Growing up in the south, liberalism has always felt like an identity that I’ve needed to explain to others instead of having it be an accepted part of what makes me who I am.
See, I grew up in the “liberal safe haven” that is Davidson, North Carolina. My small town was comprised of gender-neutral bathrooms (even during the House Bill 2 scare), organic coffee shops, and rainbow flags that decorated my neighbor’s house.
However, if I were to drive less than half a mile past the town limits, I would be encroached upon by confederate flags and "Trump 2016" bumper stickers. Even in my own family stood the regular church-going, Republicans.
Thus, I developed a hidden identity, a sort of “don’t ask, don’t tell” mindset due to being blue in an overwhelmingly red state and blue in a red household.
When identifying as a liberal in the South, you’re confronted with the constant reminder that you don’t quite fit in.
“On a daily basis, liberals who have made homes, formed friendships, and participated in the civic life of conservative towns and cities are confronted with unsettling reminders that they’re different, and they’ve found myriad ways to take that truth in stride.”

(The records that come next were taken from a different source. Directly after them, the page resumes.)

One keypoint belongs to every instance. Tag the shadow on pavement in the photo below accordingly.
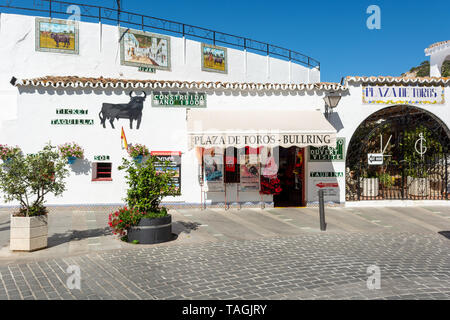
(76, 235)
(445, 234)
(184, 226)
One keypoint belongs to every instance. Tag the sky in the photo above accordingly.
(333, 32)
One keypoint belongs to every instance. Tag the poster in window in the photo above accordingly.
(213, 164)
(173, 165)
(249, 172)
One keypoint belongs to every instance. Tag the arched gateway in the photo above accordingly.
(399, 152)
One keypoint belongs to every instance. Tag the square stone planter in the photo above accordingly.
(369, 187)
(28, 233)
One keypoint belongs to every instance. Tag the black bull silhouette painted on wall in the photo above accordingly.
(131, 110)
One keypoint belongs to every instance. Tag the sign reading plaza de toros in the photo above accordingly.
(325, 153)
(403, 95)
(206, 140)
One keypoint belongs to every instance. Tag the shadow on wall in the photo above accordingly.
(81, 166)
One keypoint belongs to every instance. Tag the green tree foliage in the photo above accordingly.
(147, 185)
(28, 179)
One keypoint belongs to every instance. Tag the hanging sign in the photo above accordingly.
(326, 153)
(403, 95)
(327, 174)
(179, 99)
(249, 172)
(147, 69)
(213, 166)
(330, 188)
(174, 165)
(101, 158)
(375, 158)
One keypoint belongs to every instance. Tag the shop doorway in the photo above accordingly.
(292, 175)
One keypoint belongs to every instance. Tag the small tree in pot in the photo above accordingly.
(28, 179)
(145, 221)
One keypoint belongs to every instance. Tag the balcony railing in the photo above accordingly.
(93, 13)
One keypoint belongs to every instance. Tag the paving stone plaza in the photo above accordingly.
(239, 254)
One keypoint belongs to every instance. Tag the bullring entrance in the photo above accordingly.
(399, 152)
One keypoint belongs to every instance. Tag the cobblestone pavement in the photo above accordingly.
(313, 266)
(414, 262)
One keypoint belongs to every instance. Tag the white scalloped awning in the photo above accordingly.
(85, 82)
(240, 128)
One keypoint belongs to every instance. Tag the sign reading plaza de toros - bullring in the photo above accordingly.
(260, 139)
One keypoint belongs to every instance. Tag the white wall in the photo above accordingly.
(162, 129)
(99, 55)
(437, 57)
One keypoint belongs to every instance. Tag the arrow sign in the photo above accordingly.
(375, 158)
(324, 185)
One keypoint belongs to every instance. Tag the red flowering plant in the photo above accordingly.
(71, 149)
(7, 152)
(138, 150)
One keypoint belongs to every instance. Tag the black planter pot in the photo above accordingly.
(148, 231)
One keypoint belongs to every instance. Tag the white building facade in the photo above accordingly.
(266, 104)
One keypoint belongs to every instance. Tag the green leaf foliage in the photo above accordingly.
(28, 179)
(148, 183)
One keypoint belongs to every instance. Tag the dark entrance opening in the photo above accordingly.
(292, 176)
(399, 152)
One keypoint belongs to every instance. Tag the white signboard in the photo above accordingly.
(329, 186)
(375, 158)
(403, 95)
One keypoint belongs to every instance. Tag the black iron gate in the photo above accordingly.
(399, 152)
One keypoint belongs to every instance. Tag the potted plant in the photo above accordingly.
(71, 151)
(138, 152)
(386, 180)
(28, 179)
(369, 184)
(7, 153)
(418, 182)
(143, 220)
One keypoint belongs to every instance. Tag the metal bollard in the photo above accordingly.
(322, 211)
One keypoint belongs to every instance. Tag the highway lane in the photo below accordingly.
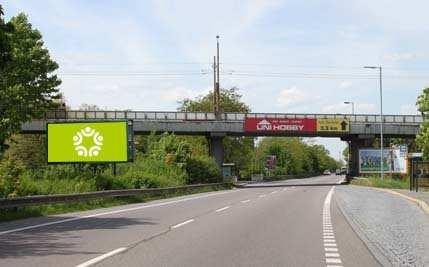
(264, 226)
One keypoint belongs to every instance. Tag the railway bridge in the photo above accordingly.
(359, 130)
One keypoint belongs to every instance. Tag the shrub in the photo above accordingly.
(202, 169)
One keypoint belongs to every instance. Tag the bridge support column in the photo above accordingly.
(354, 145)
(216, 147)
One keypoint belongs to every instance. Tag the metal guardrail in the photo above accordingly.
(229, 116)
(67, 198)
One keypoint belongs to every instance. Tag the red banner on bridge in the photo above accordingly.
(279, 125)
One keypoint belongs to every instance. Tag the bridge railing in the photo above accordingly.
(229, 116)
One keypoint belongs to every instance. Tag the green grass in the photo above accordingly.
(51, 209)
(387, 182)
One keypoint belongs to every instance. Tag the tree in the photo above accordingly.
(422, 139)
(237, 149)
(27, 86)
(28, 149)
(294, 156)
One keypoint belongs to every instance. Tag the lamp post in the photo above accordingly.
(353, 106)
(381, 117)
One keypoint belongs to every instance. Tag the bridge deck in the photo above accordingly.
(204, 123)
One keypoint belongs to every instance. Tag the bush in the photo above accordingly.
(10, 173)
(202, 169)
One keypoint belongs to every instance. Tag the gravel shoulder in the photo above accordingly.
(395, 230)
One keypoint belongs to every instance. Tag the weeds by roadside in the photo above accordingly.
(44, 210)
(387, 182)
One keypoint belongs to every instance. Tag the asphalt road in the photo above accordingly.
(281, 224)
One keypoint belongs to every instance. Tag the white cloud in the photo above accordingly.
(400, 56)
(345, 84)
(408, 109)
(346, 108)
(292, 96)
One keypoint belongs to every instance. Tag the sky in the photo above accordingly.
(284, 56)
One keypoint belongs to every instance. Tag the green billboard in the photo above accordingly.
(88, 142)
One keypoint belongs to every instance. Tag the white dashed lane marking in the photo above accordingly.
(181, 224)
(222, 209)
(332, 256)
(101, 258)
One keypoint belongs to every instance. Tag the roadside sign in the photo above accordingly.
(279, 125)
(333, 125)
(89, 142)
(393, 161)
(271, 162)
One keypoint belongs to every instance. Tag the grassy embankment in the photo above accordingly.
(44, 210)
(387, 182)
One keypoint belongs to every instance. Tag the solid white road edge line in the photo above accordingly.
(182, 223)
(112, 212)
(102, 257)
(222, 209)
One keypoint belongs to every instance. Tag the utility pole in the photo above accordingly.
(381, 117)
(216, 93)
(215, 111)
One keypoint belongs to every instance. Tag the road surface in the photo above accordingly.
(282, 225)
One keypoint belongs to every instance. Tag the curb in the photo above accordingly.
(422, 204)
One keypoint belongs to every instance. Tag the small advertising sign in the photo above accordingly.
(333, 125)
(279, 125)
(393, 161)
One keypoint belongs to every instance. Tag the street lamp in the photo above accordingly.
(353, 106)
(381, 117)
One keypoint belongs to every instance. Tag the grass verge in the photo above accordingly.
(373, 181)
(51, 209)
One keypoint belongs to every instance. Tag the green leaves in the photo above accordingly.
(422, 139)
(27, 85)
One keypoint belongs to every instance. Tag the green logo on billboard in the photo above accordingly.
(101, 141)
(95, 146)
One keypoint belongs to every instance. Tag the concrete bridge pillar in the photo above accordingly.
(216, 147)
(355, 144)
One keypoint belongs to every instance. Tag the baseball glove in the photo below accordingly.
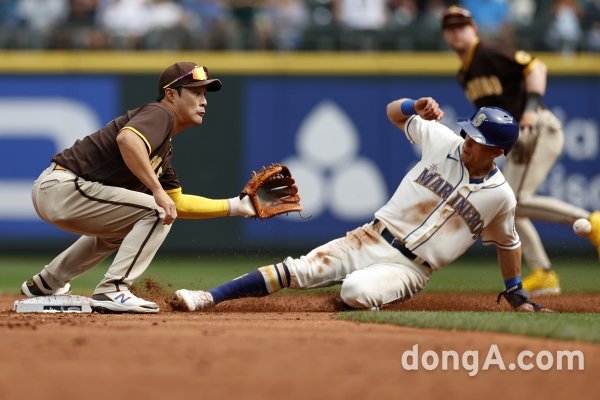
(273, 191)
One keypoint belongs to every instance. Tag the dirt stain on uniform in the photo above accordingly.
(324, 259)
(420, 211)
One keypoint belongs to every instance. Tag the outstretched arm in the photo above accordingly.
(398, 111)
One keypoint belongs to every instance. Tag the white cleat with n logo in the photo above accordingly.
(122, 302)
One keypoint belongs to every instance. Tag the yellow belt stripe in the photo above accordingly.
(272, 278)
(283, 275)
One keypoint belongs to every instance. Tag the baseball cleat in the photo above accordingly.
(594, 234)
(542, 282)
(37, 286)
(121, 302)
(192, 300)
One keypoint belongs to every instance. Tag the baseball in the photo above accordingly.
(582, 227)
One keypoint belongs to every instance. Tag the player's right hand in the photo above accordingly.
(168, 205)
(429, 109)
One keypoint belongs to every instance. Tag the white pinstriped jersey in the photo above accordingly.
(438, 211)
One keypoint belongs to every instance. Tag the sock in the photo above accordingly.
(513, 283)
(258, 283)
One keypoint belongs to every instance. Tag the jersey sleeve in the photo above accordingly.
(510, 59)
(428, 134)
(152, 124)
(501, 231)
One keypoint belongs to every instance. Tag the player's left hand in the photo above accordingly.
(429, 109)
(518, 298)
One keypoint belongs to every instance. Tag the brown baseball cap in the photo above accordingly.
(187, 74)
(455, 15)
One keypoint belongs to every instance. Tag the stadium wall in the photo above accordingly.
(322, 113)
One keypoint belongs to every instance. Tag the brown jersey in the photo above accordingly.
(494, 75)
(97, 156)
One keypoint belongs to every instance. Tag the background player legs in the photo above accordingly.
(525, 177)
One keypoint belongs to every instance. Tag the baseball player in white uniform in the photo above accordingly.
(453, 196)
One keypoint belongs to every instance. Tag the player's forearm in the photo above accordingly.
(197, 207)
(135, 155)
(535, 81)
(395, 113)
(510, 262)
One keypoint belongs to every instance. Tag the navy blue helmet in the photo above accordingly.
(492, 126)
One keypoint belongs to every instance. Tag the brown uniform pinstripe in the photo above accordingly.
(494, 75)
(98, 197)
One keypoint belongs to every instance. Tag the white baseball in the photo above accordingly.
(582, 227)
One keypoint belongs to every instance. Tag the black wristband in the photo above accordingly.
(533, 101)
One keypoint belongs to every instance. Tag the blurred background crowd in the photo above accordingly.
(566, 26)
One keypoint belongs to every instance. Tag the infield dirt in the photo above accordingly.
(281, 347)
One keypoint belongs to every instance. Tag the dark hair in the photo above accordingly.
(162, 96)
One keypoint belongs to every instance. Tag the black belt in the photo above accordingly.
(391, 239)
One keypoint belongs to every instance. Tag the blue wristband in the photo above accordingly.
(408, 107)
(512, 282)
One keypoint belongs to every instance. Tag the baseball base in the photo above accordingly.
(54, 304)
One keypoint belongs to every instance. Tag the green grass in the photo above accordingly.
(468, 275)
(581, 275)
(579, 327)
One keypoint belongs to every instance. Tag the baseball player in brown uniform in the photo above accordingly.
(498, 75)
(118, 189)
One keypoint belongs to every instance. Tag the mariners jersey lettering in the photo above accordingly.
(97, 157)
(493, 75)
(438, 210)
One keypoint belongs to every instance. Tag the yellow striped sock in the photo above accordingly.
(276, 277)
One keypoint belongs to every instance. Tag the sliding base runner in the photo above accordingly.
(54, 304)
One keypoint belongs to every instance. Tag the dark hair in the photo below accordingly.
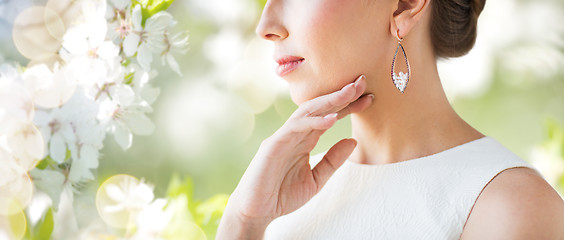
(454, 25)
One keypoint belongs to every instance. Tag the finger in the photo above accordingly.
(308, 124)
(334, 158)
(335, 101)
(357, 106)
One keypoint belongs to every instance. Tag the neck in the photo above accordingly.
(403, 126)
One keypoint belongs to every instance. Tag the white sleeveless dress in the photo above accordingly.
(423, 198)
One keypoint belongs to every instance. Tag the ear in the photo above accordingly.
(406, 15)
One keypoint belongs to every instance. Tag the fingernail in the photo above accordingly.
(331, 115)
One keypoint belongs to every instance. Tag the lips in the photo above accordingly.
(287, 64)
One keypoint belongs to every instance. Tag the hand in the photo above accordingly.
(279, 179)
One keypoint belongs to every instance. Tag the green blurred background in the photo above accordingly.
(211, 120)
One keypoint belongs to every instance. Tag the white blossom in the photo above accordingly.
(146, 40)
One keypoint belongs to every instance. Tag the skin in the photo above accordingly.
(341, 40)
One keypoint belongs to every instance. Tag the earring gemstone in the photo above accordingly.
(401, 78)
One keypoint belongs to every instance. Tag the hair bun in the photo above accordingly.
(454, 26)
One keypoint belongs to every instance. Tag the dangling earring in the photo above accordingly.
(401, 79)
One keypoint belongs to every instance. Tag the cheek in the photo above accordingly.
(340, 40)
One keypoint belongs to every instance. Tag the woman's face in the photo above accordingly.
(329, 42)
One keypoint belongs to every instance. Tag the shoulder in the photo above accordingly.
(517, 204)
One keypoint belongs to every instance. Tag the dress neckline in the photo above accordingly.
(418, 160)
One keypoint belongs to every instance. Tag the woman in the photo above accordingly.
(413, 169)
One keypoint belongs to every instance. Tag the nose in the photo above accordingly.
(270, 26)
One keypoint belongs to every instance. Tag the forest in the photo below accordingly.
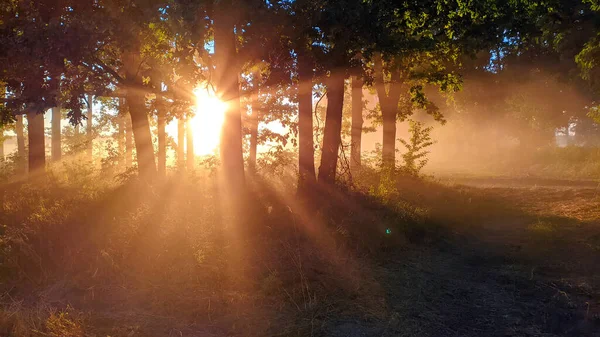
(299, 168)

Since I’m part of the minority, most of my friends were naturally part of the majority. Sure, we still fulfilled that stereotypical “teenager” role of shopping or watching sub-par romantic comedies together, but when it came to anything substantive, that is where I always felt a sense of ostracism from the place in which I grew up.
By surrounding myself with those whose values and lifestyles were so different from mine, home always had a slightly different connotation to me.
“We are constantly reminded [that] we aren’t quite like everyone else: from the churches we do or don’t attend to our purchases and media preferences, to our loyalties at the ballot box”
Your home never truly feels like home because you’re frequently reminded about all of the ways that you’re different from your neighbors. While I still am blue in a red state, I stand as this purple color—a mix of my identity and what I silence in order to acclimate myself to the society in which I live.
Yes, I still love my family, friends, and that “small town southern charm,” but moving to college, I find comfort in being around those who respect and encourage my thoughts and beliefs.